The field of marketing science has evolved significantly in the last 70 years. Throughout its rich history, developments in this field have always been anchored on marketing phenomena that drew on economics, statistics, operations research, and related disciplines. This book reviews the accomplishments of notable marketing scientists in several research areas. It emphasizes both the role and the importance that pioneers in marketing science have had in the rapid development of this field and honors those contributions.
This second edition of the book offers updates of the former chapters and six new chapters on emerging areas of marketing science including machine learning, field experimentation methods, and internet marketing. Combined with older areas of research like endogeneity, services, and market segmentation, this book provides a road map for the development of 22 areas of marketing science, which not only is useful from a historical perspective but also identifies important gaps in the literature which can provide an impetus for future research. As such, it provides an important resource for the main consumers of the academic marketing research literature: doctoral students, faculty, and marketing science practitioners in consulting firms and companies.
Contents:
- The History of Marketing Science: Beginnings (Scott A Neslin and Russell S Winer)
- Methods:
- Brand Choice Models (Gary J Russell)
- Conjoint Analysis (Vithala R Rao)
- Innovation Diffusion (Eitan Muller and Renana Peres)

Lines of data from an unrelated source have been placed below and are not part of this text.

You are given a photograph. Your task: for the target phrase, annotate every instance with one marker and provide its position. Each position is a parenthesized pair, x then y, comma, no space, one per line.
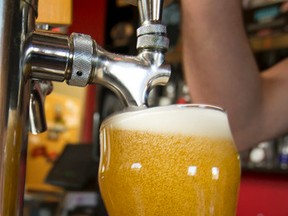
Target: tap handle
(150,11)
(36,105)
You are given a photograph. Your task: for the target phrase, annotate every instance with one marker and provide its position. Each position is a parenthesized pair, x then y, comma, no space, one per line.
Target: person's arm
(220,69)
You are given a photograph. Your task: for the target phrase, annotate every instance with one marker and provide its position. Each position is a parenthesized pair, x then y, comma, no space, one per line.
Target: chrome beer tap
(79,60)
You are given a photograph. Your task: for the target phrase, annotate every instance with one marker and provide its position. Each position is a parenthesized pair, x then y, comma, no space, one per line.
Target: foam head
(193,119)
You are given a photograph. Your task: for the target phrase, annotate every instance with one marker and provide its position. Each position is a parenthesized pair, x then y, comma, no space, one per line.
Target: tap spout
(130,77)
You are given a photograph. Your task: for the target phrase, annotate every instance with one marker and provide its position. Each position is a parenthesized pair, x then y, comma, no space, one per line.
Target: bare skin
(221,70)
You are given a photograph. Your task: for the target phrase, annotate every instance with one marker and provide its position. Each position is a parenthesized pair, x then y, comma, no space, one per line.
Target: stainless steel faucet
(29,59)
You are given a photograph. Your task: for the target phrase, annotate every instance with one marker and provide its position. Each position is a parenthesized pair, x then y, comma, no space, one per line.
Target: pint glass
(174,160)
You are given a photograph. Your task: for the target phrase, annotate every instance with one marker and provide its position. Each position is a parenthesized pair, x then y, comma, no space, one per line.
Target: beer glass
(174,160)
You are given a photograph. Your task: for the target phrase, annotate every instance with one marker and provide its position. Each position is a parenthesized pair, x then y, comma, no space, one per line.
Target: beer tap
(79,60)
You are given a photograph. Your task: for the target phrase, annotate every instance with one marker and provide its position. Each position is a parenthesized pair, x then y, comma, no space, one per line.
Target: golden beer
(175,160)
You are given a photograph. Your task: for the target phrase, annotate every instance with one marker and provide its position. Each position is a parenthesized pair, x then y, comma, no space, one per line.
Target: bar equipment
(29,59)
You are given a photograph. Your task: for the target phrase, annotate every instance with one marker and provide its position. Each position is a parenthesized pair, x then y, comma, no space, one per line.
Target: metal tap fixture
(29,58)
(79,60)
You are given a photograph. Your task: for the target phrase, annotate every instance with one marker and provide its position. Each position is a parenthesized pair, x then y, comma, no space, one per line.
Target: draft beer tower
(31,59)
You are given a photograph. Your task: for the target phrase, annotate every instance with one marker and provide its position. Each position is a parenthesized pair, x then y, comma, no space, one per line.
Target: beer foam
(202,120)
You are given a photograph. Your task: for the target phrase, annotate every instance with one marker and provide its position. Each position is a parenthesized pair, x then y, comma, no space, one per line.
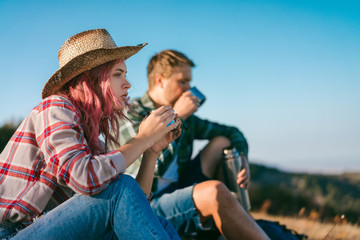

- Econometric Models (Dominique M Hanssens and Marnik G Dekimpe)
- Market Structure (Steve M Shugan)
- Stochastic Models of Buyer Behavior (Peter S Fader, Bruce G S Hardie, and Subrata Sen)
- Endogeneity and Causal Inference in Marketing (Dominik Papies, Peter Ebbes, and Elea Mc Donnell Feit)
- AI and Machine Learning (P K Kannan and Liye Ma)
- Field Experiments (Yiting Deng, Anja Lambrecht, and Catherine Tucker)
- Management:
- Advertising Effectiveness (Gerard J Tellis)
- Branding and Brand Equity Models (Tülin Erdem and Joffre Swait)
- Distribution Channels (Eunkyu Lee and Richard Staelin)
- Customer Relationship Management (CRM) (Scott A Neslin)
- The Internet as a Social Medium (Wendy W Moe and David A Schweidel)
- Internet Marketing (Peter J Danaher and Andrew T Stephen)
- New Products Research (Tingting Fan, Peter N Golder, and Donald R Lehmann)
- Service Marketing Models (Roland T Rust and Ming-Hui Huang)
- Models of Organizational Buying Behavior (Gary L Lilien)
- Pricing (Russell S Winer)
- Sales Force Productivity Models (Murali K Mantrala)
- Sales Promotions (Karen Gedenk, Kusum L Ailawadi, and Sunil Gupta)
- Market Segmentation (Michel Wedel and Wayne S De Sarbo)
Readership: Marketing academics and doctoral students in marketing; Book is likely to be used in doctoral seminars and as an aid for marketing professors in their research. Can also be used by sophisticated marketing practitioners in companies such as Amazon, Meta, Google, Alibaba, etc., and consultants at firms such as Mc Kinsey, Monitor, Bain, etc.
Key Features:
- This book is unique in its historical perspective and authorship by premier leaders in the field of marketing science. It provides researchers and practitioners with a unique point-of-view of how the field developed, where it stands now, and where it will go
- The 22 chapters cover a comprehensive array of methodological and substantive areas comprising marketing science. Each contributed chapter is not intended to be a review of the literature in the specific area. Instead, the authors of each chapter selected the most important research that advanced their area at different points in time. As a result, the literature references are selective and not comprehensive. Second, each chapter has a graphic with a timeline for the key developments in the area covered by the chapter or, in some cases, by sub-area. This ‘genealogical’ chart is a key part of each chapter and an important takeaway and summary. Third, each chapter is intended to be brief and largely qualitative with relatively few equations. While this is in stark contrast to articles in Marketing Science, the Journal of Marketing Research, and other journals publishing marketing science papers, our objective was to make it highly readable and easy to digest and thus reach as many people as possible, including those readers with backgrounds outside of economics, statistics, operations research, etc.